Blue . . . one of the most difficult colors to include in a garden, and especially in large amounts that bloom for longer periods of time to enjoy! And who doesn’t love the color of blue?
I’ve got blue iris that bloom for about a week and a half in the spring, little blue pansies in the winter that you can barely see, some Russian sage, and a few blue hydrangea that I can’t grow further than a few inches with the hungry deer out here in the countryside.
So for this “Wordless Wednesday”, which I am now officially re-naming “A Walk in The Gardens Wednesday” (at least on my blogs that’s what I’m going to focus my Wednesdays on), I’m focusing on the color of blue in our gardens! While outside mowing the front pasture this afternoon before the rains set in, I was just staring at these huge, awesome, and completely-covered-with-blue-blossom bushes, and had this little ‘a ha’ moment for today’s post.

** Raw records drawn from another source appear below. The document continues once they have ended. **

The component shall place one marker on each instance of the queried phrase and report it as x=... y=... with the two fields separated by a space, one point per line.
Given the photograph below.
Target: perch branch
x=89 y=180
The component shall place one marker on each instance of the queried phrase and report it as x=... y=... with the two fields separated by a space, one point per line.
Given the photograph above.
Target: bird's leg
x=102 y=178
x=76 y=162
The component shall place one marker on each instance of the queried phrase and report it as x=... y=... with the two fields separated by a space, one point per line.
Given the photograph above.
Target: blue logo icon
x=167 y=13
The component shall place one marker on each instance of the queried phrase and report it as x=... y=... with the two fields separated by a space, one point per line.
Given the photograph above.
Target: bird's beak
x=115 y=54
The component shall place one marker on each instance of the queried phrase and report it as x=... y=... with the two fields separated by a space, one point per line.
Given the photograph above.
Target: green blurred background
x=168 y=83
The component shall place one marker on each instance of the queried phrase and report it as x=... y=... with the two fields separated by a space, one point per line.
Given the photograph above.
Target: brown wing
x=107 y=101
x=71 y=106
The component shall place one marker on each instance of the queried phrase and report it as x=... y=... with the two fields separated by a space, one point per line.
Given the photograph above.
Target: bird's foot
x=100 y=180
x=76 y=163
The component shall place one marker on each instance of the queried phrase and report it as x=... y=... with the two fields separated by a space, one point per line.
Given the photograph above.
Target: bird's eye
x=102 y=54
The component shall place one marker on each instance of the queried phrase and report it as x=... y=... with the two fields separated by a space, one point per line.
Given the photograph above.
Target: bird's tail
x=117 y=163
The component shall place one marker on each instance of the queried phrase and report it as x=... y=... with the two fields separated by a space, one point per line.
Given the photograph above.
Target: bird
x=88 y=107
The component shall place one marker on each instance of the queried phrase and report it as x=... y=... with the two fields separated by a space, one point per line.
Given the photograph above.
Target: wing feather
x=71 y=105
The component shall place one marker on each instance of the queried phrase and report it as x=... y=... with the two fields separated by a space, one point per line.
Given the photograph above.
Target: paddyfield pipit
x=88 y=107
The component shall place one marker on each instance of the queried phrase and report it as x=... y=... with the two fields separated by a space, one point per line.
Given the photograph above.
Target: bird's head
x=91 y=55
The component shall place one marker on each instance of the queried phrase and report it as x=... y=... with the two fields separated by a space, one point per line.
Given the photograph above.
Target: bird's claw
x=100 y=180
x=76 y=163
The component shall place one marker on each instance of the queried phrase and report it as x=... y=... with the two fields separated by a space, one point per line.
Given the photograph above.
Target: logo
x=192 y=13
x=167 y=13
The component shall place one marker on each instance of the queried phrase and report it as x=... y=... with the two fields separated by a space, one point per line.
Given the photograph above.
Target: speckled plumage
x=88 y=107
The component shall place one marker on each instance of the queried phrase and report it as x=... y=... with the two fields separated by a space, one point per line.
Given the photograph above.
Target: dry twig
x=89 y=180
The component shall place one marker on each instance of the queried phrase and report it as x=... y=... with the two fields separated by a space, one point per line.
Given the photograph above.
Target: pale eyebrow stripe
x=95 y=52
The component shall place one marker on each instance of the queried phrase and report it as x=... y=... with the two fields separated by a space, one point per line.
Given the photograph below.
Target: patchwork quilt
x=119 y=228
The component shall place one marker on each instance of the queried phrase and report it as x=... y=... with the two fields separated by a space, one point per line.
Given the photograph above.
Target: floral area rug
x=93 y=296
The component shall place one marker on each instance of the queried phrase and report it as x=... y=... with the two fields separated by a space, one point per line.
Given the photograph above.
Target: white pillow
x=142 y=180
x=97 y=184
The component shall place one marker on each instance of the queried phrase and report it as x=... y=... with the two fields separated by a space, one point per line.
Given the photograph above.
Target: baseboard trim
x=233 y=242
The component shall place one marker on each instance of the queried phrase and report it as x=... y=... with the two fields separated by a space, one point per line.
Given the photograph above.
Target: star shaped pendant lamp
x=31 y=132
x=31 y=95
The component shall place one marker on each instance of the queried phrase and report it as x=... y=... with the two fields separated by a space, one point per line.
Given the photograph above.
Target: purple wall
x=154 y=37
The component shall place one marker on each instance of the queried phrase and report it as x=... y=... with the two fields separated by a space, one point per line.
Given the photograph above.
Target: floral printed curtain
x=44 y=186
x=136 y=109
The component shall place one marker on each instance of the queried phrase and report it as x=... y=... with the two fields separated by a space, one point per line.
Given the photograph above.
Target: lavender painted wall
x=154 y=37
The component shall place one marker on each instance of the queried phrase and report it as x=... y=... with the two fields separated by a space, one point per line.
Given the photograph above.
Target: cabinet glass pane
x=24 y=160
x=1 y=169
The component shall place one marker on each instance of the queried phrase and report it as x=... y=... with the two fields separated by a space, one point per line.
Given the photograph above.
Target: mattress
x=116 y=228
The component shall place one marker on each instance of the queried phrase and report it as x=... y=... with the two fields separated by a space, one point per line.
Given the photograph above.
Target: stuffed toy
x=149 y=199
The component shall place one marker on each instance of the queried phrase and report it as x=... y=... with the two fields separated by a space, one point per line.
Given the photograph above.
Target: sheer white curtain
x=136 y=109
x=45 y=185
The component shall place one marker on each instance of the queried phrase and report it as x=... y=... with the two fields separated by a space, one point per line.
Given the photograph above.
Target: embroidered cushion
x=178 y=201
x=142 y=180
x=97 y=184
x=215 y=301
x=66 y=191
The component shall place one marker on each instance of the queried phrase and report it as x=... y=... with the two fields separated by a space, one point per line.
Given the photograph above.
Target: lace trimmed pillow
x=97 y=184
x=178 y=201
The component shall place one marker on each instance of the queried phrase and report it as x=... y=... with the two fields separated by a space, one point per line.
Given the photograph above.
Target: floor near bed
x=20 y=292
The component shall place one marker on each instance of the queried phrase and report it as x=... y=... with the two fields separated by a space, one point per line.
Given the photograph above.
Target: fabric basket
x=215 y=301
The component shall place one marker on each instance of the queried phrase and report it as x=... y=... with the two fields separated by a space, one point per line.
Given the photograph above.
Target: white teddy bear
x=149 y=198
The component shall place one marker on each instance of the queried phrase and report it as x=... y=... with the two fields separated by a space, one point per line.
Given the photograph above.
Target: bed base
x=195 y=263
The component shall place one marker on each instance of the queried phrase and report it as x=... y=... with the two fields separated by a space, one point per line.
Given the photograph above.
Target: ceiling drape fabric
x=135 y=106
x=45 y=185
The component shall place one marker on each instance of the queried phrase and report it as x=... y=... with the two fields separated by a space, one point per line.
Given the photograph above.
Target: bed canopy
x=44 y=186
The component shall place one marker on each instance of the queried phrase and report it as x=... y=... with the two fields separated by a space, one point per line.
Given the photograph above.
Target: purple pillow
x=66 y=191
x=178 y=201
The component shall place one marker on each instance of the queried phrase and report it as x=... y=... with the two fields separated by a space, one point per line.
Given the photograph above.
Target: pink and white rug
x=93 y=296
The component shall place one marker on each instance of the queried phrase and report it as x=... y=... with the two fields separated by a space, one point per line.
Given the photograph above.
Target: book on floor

These beautiful perennial blue bushes grow larger every year, are incredibly carefree (well you might want to give them some nice fertilizer food twice a month like I do to keep them extra happy and blooming), THRIVE in the heat and drought, require minimal watering, are deer resistant (YAY!) and attract butterflies and bumblebees to ‘healthily’ your gardens even more!
About four years ago, we lined our very long driveway with these blue floral bushes mixed with taller pink crepe myrtle trees and some green ‘adiago’ grasses (also beginning to bloom right now . . . but that’s another garden post). All heat and drought lovers! And when you live on an acreage with a ‘well’, you have to be ever-so-careful with your water use!
Everyone asks me: what is the name of those bushes? “Blue Mist Shrubs” aka: “Caryopteris”. You can buy these guys in small pots in a specialty nursery (not Lowe’s, Home Depot, or WalMart) for around $5.00 or so. THEY GROW FAST, so don’t worry! The second year of bloom is mind-boggling with how fast and how large they grow with so many blue blooms. They reach about 4 to 5 feet tall and so you need to plant them at least 3 feet apart, a point at which they will grow together into a lovely hedge!
PLUS, when summer is ending and everything else in your garden has finished blooming, except for those annuals that we plant for color, these bushes just show off among the greenery, along with the flowering crepe myrtles!
Only a few negatives: They lose their leaves in the winter because they are woody bushes, not evergreen. Plus, as a good gardener, you need to cut them back in the spring just like you would do with your ornamental grasses so that they have a healthy growth in the coming summer season.
But let me tell you, they are so worth it! I look forward to these blue blooms at the end of every summer before everything turns yellow, gold, orange, and red in fall.
This is just one of summer’s ‘last hurrah’ in the gardens!